Cette situation ne peut qu’encourager un repli identitaire au sein de la communauté juive en Europe. Ce sont des communautés qui se sentent assiégées et menacées, ce qui rend urgent un changement d’attitude de la part des autorités. Les simples déclarations de soutien ne suffisent plus : il faut des actions concrètes.

La première mesure serait de révéler rapidement l’identité de ceux qui ont commis, soutenu, financé ou préparé l’attentat. Il faut aussi sanctionner sévèrement toute manifestation de soutien à l’attentat, comme le fait déjà la France. Par exemple, après l’assassinat de trois petites filles à Strasbourg l’année dernière, les propos haineux postés sur les réseaux sociaux avaient été sévèrement réprimés. Le même traitement devrait être appliqué aux soutiens à l’attentat de Manchester. Ensuite, il faudrait cesser de prétendre que l’extrême droite représente une menace équivalente à l’islamisme. Les faits montrent quotidiennement le contraire.

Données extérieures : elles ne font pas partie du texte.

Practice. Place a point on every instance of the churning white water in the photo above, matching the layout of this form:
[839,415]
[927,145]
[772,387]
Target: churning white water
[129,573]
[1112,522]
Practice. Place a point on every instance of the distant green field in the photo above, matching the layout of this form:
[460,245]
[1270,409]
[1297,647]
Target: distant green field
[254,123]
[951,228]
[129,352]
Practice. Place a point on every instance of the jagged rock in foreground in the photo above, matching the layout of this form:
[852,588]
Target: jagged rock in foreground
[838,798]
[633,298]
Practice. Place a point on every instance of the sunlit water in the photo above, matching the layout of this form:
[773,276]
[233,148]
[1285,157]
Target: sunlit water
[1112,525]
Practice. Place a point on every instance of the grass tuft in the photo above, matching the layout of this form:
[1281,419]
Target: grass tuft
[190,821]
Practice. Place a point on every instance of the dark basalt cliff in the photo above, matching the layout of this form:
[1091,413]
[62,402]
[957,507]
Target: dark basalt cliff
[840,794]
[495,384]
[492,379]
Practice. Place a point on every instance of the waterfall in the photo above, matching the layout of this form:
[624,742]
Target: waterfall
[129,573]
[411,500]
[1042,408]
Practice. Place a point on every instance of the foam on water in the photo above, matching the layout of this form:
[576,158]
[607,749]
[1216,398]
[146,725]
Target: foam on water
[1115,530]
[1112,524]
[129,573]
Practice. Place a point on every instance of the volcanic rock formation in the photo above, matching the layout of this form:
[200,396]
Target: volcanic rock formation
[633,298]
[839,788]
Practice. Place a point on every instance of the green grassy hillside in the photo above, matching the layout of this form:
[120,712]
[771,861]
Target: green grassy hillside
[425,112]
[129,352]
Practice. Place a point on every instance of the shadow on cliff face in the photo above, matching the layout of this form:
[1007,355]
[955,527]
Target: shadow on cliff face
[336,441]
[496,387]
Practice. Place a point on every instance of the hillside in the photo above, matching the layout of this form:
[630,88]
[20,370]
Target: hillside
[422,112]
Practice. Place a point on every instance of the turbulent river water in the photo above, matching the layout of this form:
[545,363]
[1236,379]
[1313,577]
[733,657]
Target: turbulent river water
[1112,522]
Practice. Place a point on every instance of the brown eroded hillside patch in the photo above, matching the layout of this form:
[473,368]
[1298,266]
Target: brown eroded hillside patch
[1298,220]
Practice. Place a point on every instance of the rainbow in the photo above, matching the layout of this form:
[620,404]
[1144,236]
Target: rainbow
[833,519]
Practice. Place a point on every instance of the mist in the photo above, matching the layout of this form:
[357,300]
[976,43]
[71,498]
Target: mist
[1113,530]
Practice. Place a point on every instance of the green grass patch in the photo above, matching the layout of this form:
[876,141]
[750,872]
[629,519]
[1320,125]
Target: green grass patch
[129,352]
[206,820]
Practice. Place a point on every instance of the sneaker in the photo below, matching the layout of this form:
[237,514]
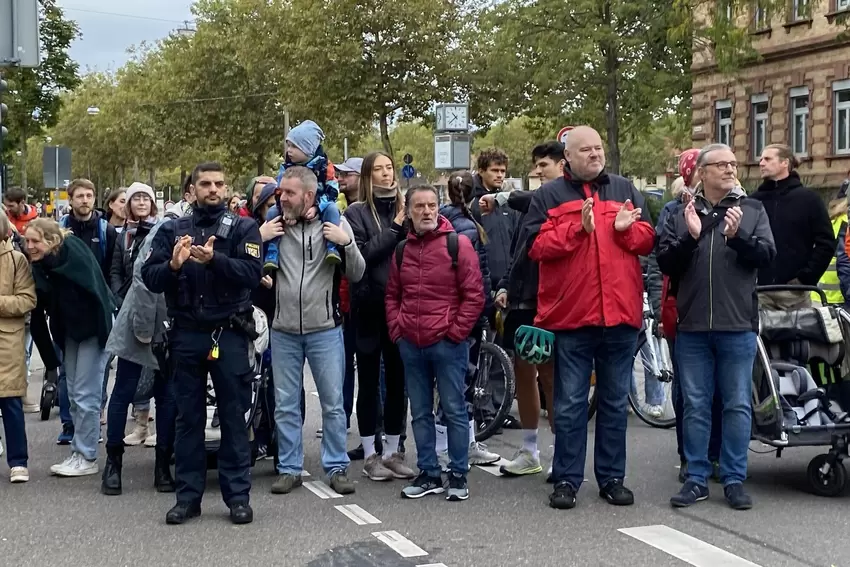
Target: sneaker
[690,494]
[715,471]
[341,484]
[75,465]
[423,485]
[524,462]
[563,497]
[655,412]
[617,494]
[736,497]
[333,258]
[479,455]
[19,474]
[67,434]
[396,465]
[458,489]
[374,469]
[285,483]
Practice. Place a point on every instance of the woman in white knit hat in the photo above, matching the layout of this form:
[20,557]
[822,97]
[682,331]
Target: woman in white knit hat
[141,216]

Minimiser la menace islamiste ne fait que rassurer abusivement une partie de la communauté musulmane et empêche une réponse ferme. Enfin, le Royaume-Uni doit reprendre sérieusement le dossier de l’extrémisme islamiste non violent, équivalent de ce que la France appelle le frérisme. Il s’agit d’une stratégie d’infiltration des institutions et d’influence idéologique, sans recours direct à la violence. Un rapport avait été commandé sur ce sujet il y a plus de dix ans, mais il a été enterré. Il faut le ressortir et traiter ce problème avec autant de sérieux qu’en France, où des intellectuels et responsables politiques comme Florence Bergeaud-Blackler ou Bruno Retailleau en parlent ouvertement.